Все обманчиво и бело.
И не раз при лунном свете
Я искал тебя несмело
В каждом женском силуэте.
Ошибался, и тоскливо
Отходил, смотрел устало,
И со мною молчаливо
Ждало все и тосковало.
Но морозный вечер светел.
На земле во всем улыбка.
Я тебя еще не встретил —
Но уж встреча не ошибка.
 
IV

Вот мы парком весенним идем.
Уж земля под деревьями взрыта.
Все вокруг, точно теплым дождем,
Золотистым закатом облито.
И сливается запах земли
С ароматом налившихся почек;
И отчетлив на первой пыли
Каждый камень и каждый следочек.
Скоро сумерки ночь приведут,
И, дрожа, сквозь безмолвные ветки,
Удивлённые звезды блеснут,
Как колибри, попавшие в сетки.
Много весен с тобою вдвоем
Мы таинственно встретили в парке
И опять мы идем и поем,
И желания в сердце моем,
Точно звезды весенние, ярки.
 
V

Я люблю вас, родные хлеба,
За святое величие ваше.
Пусть меня оторвала судьба
От завещанной предками чаши, —
Ваш я сердцем, родные хлеба,
И мне дорого счастие ваше
Я люблю вас, родные хлеба,
За безмолвье и ласковый шорох,
Вас, кузнечики, вас, ястреба,
Вас, о, мышки, дрожащие в норах,
Перепелки и прочий народ,
Что в хлебах и хлебами живет.
Я люблю вас, родные хлеба,
И за то, что не раз с моей милой
Вы, пока не настала косьба,
Нас скрывали от злобы постылой.
Я желал бы, чтоб только хлеба
Над моей колосились могилой.
 
VI

Мы любили глухие места.
И безлюдье морского обрыва,
Заколоченных дач пустота
Нас пленяли, как дивное диво:
Оттого, что пред нами у ног
Расстилалась равнина морская,
И, как парус, иль синий дымок,
В нем терялась работа людская.
И дремала ли бездна его,
Или в скалы бросала волнами, —
Было в нем колдовство, колдовство;
Опьяненное дикими снами.
И тебе, как в блаженном бреду,
Я рассказывал странные сказки.
И когда захочу, их найду
В каждом взгляде твоем, в каждой ласке.
 
VII

Жизнь — мгновенье.
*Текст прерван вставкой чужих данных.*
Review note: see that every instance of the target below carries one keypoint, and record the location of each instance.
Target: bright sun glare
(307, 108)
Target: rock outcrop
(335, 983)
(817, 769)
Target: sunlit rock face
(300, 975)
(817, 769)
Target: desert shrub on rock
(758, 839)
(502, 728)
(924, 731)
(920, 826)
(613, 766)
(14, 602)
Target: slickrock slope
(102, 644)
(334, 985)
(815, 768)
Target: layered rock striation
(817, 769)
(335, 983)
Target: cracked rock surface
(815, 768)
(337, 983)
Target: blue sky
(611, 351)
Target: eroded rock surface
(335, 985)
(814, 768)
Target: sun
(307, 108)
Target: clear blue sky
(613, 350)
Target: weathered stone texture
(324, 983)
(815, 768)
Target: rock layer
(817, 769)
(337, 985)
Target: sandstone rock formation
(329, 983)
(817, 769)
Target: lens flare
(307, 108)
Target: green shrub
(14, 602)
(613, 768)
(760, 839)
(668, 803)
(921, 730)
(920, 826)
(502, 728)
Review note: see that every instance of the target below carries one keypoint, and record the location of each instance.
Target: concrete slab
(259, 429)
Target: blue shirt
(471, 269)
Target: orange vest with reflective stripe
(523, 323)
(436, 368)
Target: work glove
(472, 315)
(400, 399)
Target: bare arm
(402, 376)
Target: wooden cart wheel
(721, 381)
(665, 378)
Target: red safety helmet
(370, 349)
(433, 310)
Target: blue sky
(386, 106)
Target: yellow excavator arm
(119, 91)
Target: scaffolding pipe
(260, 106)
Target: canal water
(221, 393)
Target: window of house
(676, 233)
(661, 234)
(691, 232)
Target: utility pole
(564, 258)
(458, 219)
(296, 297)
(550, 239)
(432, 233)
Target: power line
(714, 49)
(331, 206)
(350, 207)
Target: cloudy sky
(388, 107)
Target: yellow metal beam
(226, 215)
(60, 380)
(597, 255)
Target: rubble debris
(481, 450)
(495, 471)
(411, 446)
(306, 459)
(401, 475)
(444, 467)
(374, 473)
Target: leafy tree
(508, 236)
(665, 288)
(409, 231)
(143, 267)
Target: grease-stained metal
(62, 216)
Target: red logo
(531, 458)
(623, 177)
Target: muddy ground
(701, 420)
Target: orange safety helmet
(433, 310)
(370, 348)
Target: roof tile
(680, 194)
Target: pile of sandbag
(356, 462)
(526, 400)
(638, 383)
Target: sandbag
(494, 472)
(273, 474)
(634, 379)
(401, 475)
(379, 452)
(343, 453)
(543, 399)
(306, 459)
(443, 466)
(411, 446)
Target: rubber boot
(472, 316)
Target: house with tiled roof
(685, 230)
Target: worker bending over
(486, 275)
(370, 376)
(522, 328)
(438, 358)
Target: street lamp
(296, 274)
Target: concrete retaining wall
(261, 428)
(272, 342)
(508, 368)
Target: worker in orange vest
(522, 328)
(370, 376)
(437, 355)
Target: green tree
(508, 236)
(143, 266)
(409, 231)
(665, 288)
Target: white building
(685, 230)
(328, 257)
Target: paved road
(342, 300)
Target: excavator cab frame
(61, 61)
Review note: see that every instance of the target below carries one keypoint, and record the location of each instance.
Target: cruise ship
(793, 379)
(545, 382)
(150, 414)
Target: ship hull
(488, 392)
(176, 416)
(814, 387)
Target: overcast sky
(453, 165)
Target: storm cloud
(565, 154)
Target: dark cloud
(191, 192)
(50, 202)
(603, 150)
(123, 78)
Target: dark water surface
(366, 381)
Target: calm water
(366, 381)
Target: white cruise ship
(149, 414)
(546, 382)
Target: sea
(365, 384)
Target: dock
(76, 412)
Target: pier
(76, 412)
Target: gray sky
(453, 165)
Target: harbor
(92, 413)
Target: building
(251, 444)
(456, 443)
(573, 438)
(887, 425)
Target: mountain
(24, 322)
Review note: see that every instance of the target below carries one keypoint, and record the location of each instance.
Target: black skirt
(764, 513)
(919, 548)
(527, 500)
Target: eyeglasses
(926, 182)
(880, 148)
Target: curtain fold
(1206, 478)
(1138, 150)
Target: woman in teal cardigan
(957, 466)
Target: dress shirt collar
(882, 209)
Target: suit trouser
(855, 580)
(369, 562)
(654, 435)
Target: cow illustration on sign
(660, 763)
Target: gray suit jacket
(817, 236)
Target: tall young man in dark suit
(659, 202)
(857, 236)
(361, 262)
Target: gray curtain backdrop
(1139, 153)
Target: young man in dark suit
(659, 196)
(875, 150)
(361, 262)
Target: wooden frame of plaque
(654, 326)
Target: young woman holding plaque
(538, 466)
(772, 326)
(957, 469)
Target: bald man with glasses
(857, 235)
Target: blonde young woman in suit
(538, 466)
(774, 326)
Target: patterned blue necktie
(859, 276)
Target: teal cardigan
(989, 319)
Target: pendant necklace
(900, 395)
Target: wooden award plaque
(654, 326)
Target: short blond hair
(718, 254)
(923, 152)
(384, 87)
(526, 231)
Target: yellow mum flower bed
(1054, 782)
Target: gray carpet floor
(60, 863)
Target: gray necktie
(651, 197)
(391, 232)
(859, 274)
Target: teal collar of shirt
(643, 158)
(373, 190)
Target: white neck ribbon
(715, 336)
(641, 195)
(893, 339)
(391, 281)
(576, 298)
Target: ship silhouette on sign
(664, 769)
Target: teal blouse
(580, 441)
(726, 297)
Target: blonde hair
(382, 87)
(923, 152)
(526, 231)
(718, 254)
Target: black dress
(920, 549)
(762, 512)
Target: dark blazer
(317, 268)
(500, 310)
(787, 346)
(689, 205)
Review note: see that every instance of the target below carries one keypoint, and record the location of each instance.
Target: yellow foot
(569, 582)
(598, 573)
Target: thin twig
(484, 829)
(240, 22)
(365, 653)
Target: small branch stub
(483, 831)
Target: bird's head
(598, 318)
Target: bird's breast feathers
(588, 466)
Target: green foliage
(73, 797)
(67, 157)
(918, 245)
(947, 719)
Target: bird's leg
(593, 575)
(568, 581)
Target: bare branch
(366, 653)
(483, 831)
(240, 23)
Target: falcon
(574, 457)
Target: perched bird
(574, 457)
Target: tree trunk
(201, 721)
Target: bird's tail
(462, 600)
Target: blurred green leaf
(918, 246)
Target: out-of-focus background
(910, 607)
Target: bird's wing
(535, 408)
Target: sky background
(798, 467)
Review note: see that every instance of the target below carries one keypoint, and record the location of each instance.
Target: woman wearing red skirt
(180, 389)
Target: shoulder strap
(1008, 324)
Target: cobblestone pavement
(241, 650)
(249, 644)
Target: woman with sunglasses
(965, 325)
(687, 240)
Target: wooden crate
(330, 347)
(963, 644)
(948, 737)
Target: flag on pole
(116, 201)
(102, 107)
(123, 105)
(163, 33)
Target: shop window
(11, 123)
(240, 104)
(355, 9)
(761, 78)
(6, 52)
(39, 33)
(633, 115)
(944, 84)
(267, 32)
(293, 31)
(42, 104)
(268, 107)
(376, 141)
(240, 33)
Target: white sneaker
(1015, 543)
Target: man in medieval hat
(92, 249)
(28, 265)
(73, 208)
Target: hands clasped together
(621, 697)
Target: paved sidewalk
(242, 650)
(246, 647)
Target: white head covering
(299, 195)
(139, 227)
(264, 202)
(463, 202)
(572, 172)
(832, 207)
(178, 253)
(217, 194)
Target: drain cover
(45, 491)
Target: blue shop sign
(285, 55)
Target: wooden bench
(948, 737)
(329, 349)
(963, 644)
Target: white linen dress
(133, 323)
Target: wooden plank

Ты будешь стара.
Образ мой в твоем сердце сотрется.
Но волшебны весны вечера.
Что заснуло, в природе проснется.
В каждой звездочке вспыхнет намек,
В каждом звуке — воскресшее эхо
Дней беспечных, как горный поток,
Светлых встреч, поцелуев и смеха.
В этих строчках, поблекших давно,
Запоют златокрылые птицы.
Скажешь ты: «Видно так суждено».
И лицо твое станет бледно,
И слеза задрожит на реснице.

«Современный мир» № 12, 1912 г.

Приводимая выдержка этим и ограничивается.